Sénégal : Après les impacts sur Lompoul, Eramet accusé de défaut de paiement

Le Sénégal et le géant minier français Eramet traversent une période de turbulence, au croisement de tensions économiques, environnementales et sociales. Alors que la production de sables minéraux a connu une hausse de 20 % au premier semestre 2025, l’État sénégalais accuse la filiale locale du groupe, Grande Côte Opérations (GCO), de refuser de verser ses redevances minières, malgré un bénéfice net de 14 milliards FCFA. Parallèlement, la population de Lompoul, région emblématique du tourisme et de la biodiversité, dénonce les ravages causés par l’exploitation industrielle du zircon. Ces deux fronts, économique et écologique, viennent cristalliser un malaise plus profond autour de la gouvernance des ressources naturelles au Sénégal.

Une entreprise florissante qui refuse de s’acquitter de ses obligations

À la lecture des derniers résultats du groupe Eramet, le contraste est saisissant. Si l’entreprise reconnaît un léger ralentissement de ses performances globales, ses filiales africaines affichent une santé éclatante. En Afrique de l’Ouest, les chiffres sont sans équivoque : la production de sables minéraux au Sénégal a progressé de 20 % sur les six premiers mois de l’année. Cette croissance s’est accompagnée de bénéfices records pour Grande Côte Opérations, qui a engrangé 14 milliards FCFA de profits nets.

Mais selon le quotidien Libération, cette prospérité n’a pas été partagée. GCO n’aurait versé aucun franc en redevances minières à l’État, une entorse grave aux engagements contractuels. Face à ce manquement, l’administration a pris une décision sans précédent : bloquer la tenue de l’assemblée générale des actionnaires de l’entreprise. Une manière claire d’exiger des comptes et de poser un jalon dans la réaffirmation de la souveraineté économique.

Lompoul : un joyau menacé par les pelleteuses

Sur le terrain, les critiques s’enchaînent. Dans la région de Lompoul, connue pour ses dunes orangées et ses campements touristiques, les activités de GCO sont désormais perçues comme une menace directe. En quelques années, les installations minières ont modifié l’écosystème local, bouleversant les pratiques agricoles et chassant les visiteurs autrefois séduits par la beauté du désert. Le tourisme, pilier économique local, s’effondre. Des acteurs communautaires parlent même de « désert éventré », où les bulldozers ont remplacé les chameaux et les tentes berbères.

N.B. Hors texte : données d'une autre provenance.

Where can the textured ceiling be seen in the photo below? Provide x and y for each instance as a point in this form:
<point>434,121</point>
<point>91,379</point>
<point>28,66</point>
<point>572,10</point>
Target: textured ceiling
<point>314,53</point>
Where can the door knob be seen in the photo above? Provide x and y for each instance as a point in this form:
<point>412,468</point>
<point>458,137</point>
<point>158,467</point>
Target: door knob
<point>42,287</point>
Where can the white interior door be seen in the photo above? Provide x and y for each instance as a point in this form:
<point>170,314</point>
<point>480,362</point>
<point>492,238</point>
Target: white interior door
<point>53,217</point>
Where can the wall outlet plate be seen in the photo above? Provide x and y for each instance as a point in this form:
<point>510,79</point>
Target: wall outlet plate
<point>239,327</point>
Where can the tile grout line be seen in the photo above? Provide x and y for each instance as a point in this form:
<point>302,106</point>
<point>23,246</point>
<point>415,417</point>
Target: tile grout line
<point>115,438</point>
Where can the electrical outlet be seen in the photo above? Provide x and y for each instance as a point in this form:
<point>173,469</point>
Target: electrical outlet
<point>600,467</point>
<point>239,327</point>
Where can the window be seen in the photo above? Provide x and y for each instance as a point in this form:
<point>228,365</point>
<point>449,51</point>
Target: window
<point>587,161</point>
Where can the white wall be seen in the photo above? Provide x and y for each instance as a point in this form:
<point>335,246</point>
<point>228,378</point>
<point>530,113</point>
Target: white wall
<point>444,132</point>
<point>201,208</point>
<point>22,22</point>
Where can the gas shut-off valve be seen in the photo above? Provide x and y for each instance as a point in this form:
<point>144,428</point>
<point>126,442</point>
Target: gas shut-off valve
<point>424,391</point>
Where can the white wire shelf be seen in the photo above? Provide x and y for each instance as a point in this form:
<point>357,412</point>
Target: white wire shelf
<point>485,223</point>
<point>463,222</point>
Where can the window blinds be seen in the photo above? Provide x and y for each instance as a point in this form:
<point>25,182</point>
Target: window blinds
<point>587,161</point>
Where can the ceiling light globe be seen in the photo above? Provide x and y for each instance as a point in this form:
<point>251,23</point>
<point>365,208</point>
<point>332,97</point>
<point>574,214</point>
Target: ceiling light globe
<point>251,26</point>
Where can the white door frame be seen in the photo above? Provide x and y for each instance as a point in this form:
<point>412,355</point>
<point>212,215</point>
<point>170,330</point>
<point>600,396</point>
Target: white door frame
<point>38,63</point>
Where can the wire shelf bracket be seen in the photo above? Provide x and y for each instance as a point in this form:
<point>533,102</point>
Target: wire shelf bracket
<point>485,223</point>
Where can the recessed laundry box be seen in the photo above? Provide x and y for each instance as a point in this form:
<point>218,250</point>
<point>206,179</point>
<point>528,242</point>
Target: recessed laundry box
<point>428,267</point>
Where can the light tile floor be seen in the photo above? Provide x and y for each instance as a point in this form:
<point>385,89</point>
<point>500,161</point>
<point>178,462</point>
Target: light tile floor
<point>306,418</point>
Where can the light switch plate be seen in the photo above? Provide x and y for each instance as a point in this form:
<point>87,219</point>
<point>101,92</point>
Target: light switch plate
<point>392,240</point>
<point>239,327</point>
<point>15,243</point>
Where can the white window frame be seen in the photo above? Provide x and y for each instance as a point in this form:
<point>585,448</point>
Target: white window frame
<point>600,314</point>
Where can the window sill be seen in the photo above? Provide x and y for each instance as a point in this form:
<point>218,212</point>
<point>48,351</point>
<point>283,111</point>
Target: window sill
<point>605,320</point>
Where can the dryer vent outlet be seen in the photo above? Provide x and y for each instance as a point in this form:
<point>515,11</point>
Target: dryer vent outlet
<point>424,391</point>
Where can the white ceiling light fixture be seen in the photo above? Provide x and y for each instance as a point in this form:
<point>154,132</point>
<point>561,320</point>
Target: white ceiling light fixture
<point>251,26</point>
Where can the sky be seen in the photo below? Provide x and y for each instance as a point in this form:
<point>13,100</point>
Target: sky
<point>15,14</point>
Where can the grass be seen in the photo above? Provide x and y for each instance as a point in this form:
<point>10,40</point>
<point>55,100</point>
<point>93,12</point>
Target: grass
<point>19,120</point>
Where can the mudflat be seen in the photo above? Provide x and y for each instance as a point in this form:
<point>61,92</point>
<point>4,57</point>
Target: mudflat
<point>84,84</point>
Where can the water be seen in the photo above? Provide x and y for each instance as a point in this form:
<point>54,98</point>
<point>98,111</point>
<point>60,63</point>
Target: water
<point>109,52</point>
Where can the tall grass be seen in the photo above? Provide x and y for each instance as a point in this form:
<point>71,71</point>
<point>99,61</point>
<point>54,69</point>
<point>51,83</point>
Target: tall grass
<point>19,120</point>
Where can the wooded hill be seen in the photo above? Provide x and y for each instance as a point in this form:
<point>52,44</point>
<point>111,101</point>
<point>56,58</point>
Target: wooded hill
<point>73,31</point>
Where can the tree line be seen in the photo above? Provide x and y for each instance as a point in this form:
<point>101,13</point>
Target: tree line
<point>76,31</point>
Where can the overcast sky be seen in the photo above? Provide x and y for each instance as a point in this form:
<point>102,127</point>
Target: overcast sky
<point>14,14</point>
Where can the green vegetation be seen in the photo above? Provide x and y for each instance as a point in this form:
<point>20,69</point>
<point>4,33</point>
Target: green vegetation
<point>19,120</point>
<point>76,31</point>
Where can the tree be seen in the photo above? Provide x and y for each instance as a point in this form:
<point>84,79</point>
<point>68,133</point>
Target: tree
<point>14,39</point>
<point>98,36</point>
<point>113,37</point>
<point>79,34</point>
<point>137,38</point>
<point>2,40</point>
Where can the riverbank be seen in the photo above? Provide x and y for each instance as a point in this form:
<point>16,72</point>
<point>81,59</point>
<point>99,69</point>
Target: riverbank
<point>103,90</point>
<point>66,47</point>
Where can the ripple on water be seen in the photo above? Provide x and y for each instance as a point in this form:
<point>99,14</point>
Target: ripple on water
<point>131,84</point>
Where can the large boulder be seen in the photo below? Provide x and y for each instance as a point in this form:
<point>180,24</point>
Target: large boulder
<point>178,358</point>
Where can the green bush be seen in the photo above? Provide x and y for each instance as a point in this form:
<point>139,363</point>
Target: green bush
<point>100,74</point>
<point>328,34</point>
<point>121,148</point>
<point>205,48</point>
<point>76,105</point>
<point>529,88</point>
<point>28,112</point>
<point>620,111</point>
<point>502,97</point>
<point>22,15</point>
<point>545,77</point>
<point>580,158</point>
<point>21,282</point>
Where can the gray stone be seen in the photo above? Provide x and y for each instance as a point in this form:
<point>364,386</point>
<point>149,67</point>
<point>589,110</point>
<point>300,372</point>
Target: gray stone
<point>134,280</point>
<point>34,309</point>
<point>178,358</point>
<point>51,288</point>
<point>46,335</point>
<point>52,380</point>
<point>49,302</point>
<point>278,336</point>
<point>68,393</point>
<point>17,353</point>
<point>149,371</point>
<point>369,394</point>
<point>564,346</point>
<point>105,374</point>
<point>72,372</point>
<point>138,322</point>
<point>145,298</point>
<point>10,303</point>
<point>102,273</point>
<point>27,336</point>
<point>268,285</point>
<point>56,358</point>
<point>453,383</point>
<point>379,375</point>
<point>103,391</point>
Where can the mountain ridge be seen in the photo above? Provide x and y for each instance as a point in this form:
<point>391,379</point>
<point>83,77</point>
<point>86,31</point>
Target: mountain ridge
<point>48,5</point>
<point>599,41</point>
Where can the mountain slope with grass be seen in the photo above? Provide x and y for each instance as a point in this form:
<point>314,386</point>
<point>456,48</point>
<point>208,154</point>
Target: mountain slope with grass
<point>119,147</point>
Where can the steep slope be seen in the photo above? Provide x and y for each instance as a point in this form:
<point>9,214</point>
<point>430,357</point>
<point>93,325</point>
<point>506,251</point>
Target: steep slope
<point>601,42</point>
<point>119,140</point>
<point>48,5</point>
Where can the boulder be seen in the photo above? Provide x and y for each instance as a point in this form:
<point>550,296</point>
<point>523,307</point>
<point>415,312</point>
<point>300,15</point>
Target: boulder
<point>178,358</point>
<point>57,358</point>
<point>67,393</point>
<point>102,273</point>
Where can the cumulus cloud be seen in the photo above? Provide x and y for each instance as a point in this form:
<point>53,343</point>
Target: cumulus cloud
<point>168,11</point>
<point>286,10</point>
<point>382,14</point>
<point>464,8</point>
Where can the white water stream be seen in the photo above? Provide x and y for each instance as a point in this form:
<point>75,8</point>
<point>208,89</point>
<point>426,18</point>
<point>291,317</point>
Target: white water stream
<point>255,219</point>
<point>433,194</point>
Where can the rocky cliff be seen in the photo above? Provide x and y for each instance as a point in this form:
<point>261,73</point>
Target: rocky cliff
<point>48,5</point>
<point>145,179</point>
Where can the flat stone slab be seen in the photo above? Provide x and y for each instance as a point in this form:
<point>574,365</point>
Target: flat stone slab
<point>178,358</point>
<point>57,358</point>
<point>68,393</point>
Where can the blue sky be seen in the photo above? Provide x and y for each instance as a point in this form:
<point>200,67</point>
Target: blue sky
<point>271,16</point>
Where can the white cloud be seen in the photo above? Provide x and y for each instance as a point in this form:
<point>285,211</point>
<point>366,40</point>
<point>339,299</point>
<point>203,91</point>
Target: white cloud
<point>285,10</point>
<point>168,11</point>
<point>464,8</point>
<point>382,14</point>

Les impacts sociaux sont tout aussi préoccupants : expropriations jugées arbitraires, pertes de terres fertiles, précarisation des familles rurales. Pour de nombreux habitants, le modèle extractif porté par Eramet est devenu synonyme d’injustice, de dégradation, et de fracture entre promesses de développement et réalités vécues.

Vers une réécriture du contrat minier sénégalais ?

Le bras de fer entre l’État et GCO ne se limite pas à un litige fiscal. Il reflète une remise en question plus profonde de la manière dont les ressources naturelles sont gérées au Sénégal. La décision de bloquer l’assemblée générale de la filiale d’Eramet peut être interprétée comme une volonté des autorités de reprendre la main sur un secteur hautement stratégique, et d’envoyer un message à l’ensemble des investisseurs : les profits réalisés sur le sol sénégalais doivent générer des retombées réelles et équitables.

À l’heure où les tensions écologiques se mêlent aux revendications économiques, ce dossier pourrait faire école. Car si le gouvernement sénégalais maintient sa position, d’autres multinationales seront contraintes de revoir leur rapport avec les territoires qu’elles exploitent. Le cas Eramet, aujourd’hui emblématique, pourrait bien devenir le point de départ d’un nouveau paradigme minier, où la justice environnementale et fiscale s’imposeraient comme des piliers non négociables.